CBR-Based Decision Support Methodology for Cybercrime Investigation: Focused on the Data-Driven Website Defacement Analysis

Criminal profiling is a useful technique to identify the most plausible suspects based on the evidence discovered at the crime scene. Similar to offline criminal profiling, in-depth profiling for cybercrime investigation is useful in analysing cyberattacks and for speculating on the identities of the criminals. Every cybercrime committed by the same hacker or hacking group has unique traits such as attack purpose, attack methods, and target. These unique traits are revealed in the evidence of cybercrime; in some cases, these unique traits are well hidden in the evidence such that it cannot be easily perceived. Therefore, a complete analysis of several factors concerning cybercrime can provide an investigator with concrete evidence to attribute the attacks and narrow down the scope of the criminal data and grasp the criminals in the end. We herein propose a decision support methodology based on the case-based reasoning (CBR) for cybercrime investigation.
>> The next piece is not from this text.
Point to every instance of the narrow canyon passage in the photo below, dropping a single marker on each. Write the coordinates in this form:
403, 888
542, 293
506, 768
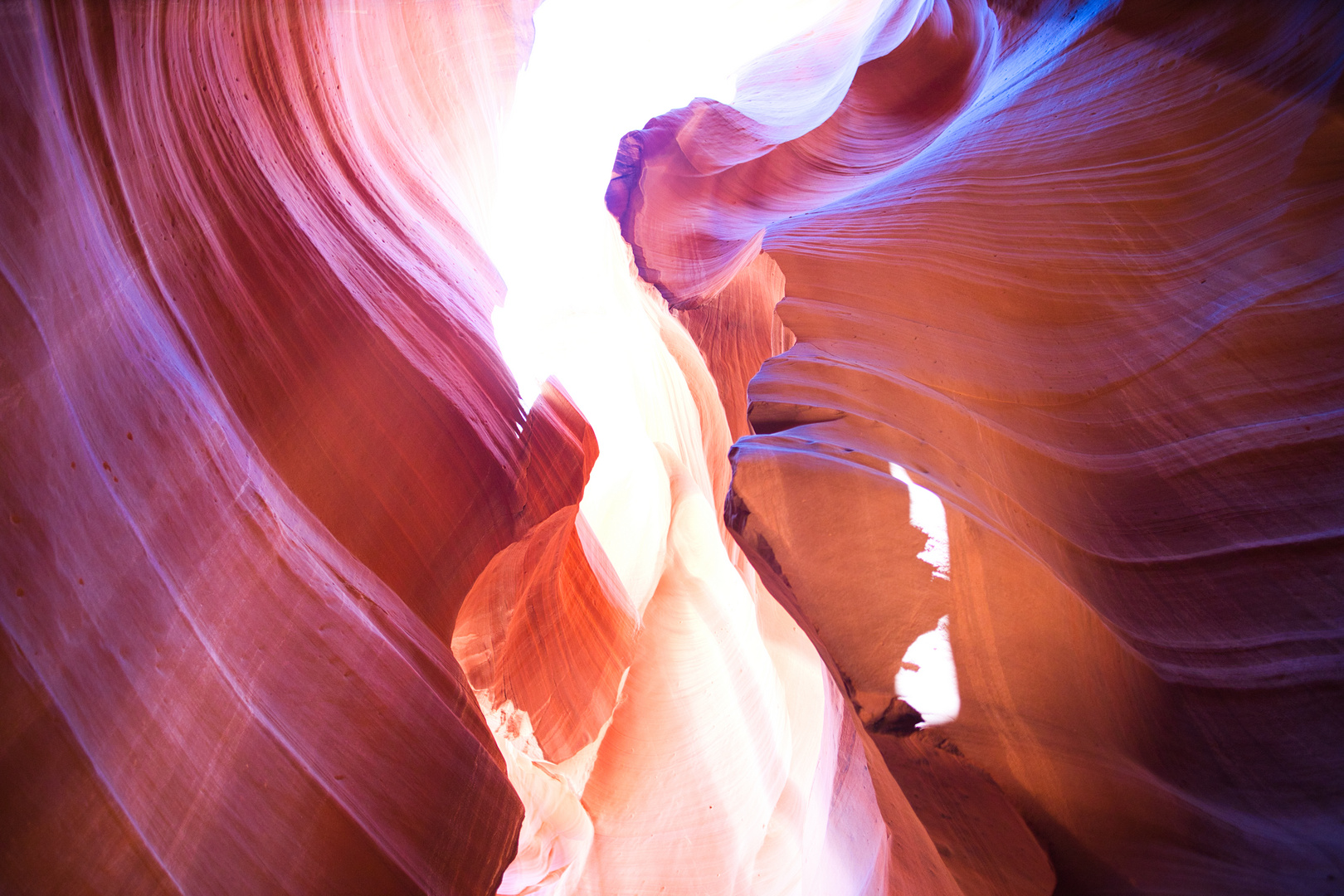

This study focuses on the massive data-driven analysis of website defacement. Our primary aim in this study is to demonstrate the practicality of the proposed methodology as a proof of concept. The assessment of website defacement was performed through the similarity measure and the clustering processing in the reasoning engine based on the CBR. Our results show that the proposed methodology that focuses on the investigation enables a better understanding and interpretation of website defacement and assists in inferring the hacker's behavioural traits from the available evidence concerning website defacement. The results of the case studies demonstrate that our proposed methodology is beneficial for understanding the behaviour and motivation of the hacker and that our proposed data-driven analytic methodology can be utilized as a decision support system for cybercrime investigation.